The Challenge of Medication Adherence: A Physician’s Perspective
By Dr. Danny Sands
As a primary care physician, I have a number of tools at my disposal. Coaching around lifestyle management and helping rectify social barriers to achieving optimal health are always my first choice. Sometimes referrals are needed for surgical or other types of interventions and often to my mental health colleagues. But in many cases I must prescribe medications.
Medications can be miraculous. When used appropriately they reduce morbidity, mortality, medical complication, and suffering, and they can improve quality of life.
But all this comes at a high financial price — a price that is rising inexorably.
Frequently, a decision to start a medicine is not taken lightly. On the medical side I need to take into consideration the patient’s other medical conditions, their other medications, their drug allergies and intolerances, and their specific ability to metabolize these drugs (such as their liver and kidney function), as well as the specific side effect profile of the drug—both short- and long-term. Financially, I need to determine whether their drug plan covers the medication and how costly it will be to the patient. And of course I must take into consideration my patient’s preferences in all of this.
After I prescribe a drug, I need to assess its impact. Depending on the situation, I may do this by having the patient contact me (via phone or e-messaging through our practice patient portal), by my staff reaching out to them, or by seeing them back in my office.
But in order to assess its impact, a number of things need to occur:
- The prescription needs to get to the pharmacy (less of a problem with e-prescribing, in which prescriptions are electronically transmitted to the pharmacy, but still an issue with controlled substances, which in many states need to be paper prescriptions);
- The patient’s drug plan needs to determine whether and how much they will pay for the prescription, and how much the patient must pay. Sometimes this requires additional information from the prescriber or even a different prescription;
- The prescription needs to be filled by the pharmacist;
- The patient needs to go to the pharmacy to pick it up (and this has to occur every time the patient needs a refill); and finally…
- The patient must take the medication as prescribed.
Most of these transactions are managed by computers, with minimal human intervention. But the last two are related, and both involve patient behavior: the patient must retrieve the medication and the patient must take the medication as prescribed.

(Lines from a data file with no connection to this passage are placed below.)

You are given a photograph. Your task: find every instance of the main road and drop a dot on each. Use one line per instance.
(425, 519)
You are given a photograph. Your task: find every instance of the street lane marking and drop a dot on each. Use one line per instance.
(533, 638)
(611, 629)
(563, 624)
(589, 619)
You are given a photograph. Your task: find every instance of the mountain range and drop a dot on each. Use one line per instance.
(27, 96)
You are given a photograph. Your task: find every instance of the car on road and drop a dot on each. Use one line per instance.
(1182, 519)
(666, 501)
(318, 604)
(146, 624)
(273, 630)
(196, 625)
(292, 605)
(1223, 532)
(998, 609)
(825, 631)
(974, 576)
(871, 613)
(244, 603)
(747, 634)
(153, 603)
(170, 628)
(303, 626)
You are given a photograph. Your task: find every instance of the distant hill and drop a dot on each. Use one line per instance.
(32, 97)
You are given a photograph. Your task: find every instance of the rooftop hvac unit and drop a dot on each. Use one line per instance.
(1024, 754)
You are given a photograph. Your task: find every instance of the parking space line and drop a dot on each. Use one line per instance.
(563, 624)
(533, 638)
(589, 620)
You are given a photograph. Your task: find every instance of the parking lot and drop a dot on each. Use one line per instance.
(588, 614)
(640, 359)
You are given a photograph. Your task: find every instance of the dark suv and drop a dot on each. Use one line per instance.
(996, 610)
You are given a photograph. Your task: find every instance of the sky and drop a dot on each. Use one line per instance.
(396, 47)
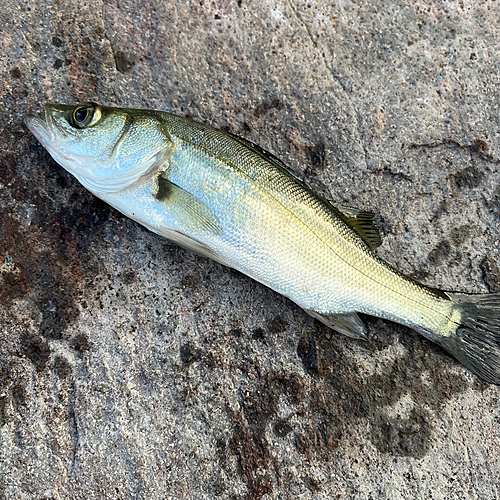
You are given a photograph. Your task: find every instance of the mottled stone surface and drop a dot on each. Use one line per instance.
(132, 369)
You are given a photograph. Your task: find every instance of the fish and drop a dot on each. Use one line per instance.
(228, 199)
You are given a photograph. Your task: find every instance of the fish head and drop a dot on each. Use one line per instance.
(106, 149)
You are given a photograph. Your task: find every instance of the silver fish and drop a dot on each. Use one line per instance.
(226, 198)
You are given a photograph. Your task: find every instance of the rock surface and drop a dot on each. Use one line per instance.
(131, 368)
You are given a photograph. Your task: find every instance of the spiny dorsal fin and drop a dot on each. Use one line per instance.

These are related, because if a patient decides to take a medication, he or she will need to pick it up. But patients don’t pick up their prescriptions from the pharmacy more than 40% of the time.
Once the patient has the medication many potentially problematic patient behaviors are possible:
- Not taking the medication some or all of the time
- Taking an incorrect dose
- Taking it at incorrect intervals
- Not refilling when it runs out
- Not contacting physician for a renewal when the refills have run out
If any of these problematic behaviors occur, then all of the work we put into prescribing the medication is for naught.
Let’s examine a typical scenario. I prescribe a new medication (or make a dosage change to a medication the patient is already taking) and ask the patient to schedule a follow-up so that we can evaluate the patient’s response to the medication, assess for side effects, and determine next steps. If the patient returns for his or her follow-up visit but has not taken the medication as prescribed or has missed some doses, I cannot assess the impact of the change.
What is the impact of this? We wasted the time deciding on the medication change, we wasted time in the follow-up visit (and prevented another patient from seeing me during that time), and if the patient filled the prescription but did not take it, then we’ve also wasted the new medication itself. In addition, this increases the length of time the patient has not been adequately treated for his or her condition, which affects both the patient and me, since I am responsible for clinical outcomes. This is tremendously frustrating.
Unfortunately, this scenario plays out hundreds of thousands of times each day in physicians’ offices in the US alone (and many times this globally).
Even worse, patients who start out taking their medication as prescribed often don’t continue taking it, particularly for asymptomatic conditions (like heart disease, hypertension, and diabetes)—but reducing intervals between visits does improve outcomes, likely because of increased frequency of face-to-face adherence reminders. And adherence behavior often varies over time.